When it comes to being luxury watches because of their huge range there are a lot of questions that can be asked. This guide will inform you on some of the most trickiest areas when it comes to choosing your new luxury watch. Because many have high resale values it is important to choose smartly by taking your time and doing plenty of research.
Many of you might have heard of The Geneva Seal. This was established in 1886 and is used as a clarification for watchmakers for their timepiece’s movements. The certification is based on the finishing and aesthetic decoration of the watch movement. The precision can also be tested but is considered an option of The Geneva Seal. If you are looking to buy a watch and it happens to have this accolade then rest assured that you are purchasing something of the highest quality. Many of the top watchmakers regularly submit their pieces to be rigorously and critically tested and examined.

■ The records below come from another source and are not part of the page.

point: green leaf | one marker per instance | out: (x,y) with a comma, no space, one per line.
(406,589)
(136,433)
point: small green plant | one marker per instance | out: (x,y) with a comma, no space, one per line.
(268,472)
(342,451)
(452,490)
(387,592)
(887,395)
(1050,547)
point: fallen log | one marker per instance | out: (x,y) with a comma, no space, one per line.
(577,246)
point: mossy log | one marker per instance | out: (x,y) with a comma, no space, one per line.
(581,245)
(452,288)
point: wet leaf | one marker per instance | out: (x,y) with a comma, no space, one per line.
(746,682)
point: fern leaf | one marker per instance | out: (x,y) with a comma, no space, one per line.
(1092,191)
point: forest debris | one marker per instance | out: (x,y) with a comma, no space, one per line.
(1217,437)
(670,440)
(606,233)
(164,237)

Every sport watch from a cheap plastic one to a high end model will be labelled with either waterproof or water resistant. It might come to you as common knowledge the meaning behind these two labels but the difference between these two classifications is often mistaken and thought to be interchangeable. A water resistant watch will be able to resist any water that is splashed or mistakenly put under water for a brief period of time. It however won’t be suitable for swimming. Water proof watches have a classification system that informs the wearer what depth the watch can resist. A 10bar (100m) watch would be suitable for swimming it is highly recommended if you want to dive that you use a watch with a 20bar resistance (200m).
The relationship between the number of jewels in a watch movement and the quality of the same movement is something that often confuses first time luxury watch buyers. Jewels are used in watches for two specific reasons. Firstly they are very hard and therefore do not wear easily. Secondly they are also able to be worked into a very smooth finish allowing for watchmakers to create finer pieces. Both these advantages allow for a lower amount of friction between moving parts inside the watch. It would be wrong to advise someone that more jewels in a watch would make it a better timepiece. There can be a such a range of moving parts and jewel components can range from a part that moves once every 31 days to another part that moves multiple times every second. Therefore it is hard to compare the amount of jewels in a timepiece unless you know their exact location and purpose within a timepiece. The more moving-part features a watch has the more jewels it should require as more moving parts equals more friction.
Buying a luxury watch has to be a personal decision but all these things must be taken into consideration as they can insure you are buying something that will give you a lasting timepiece.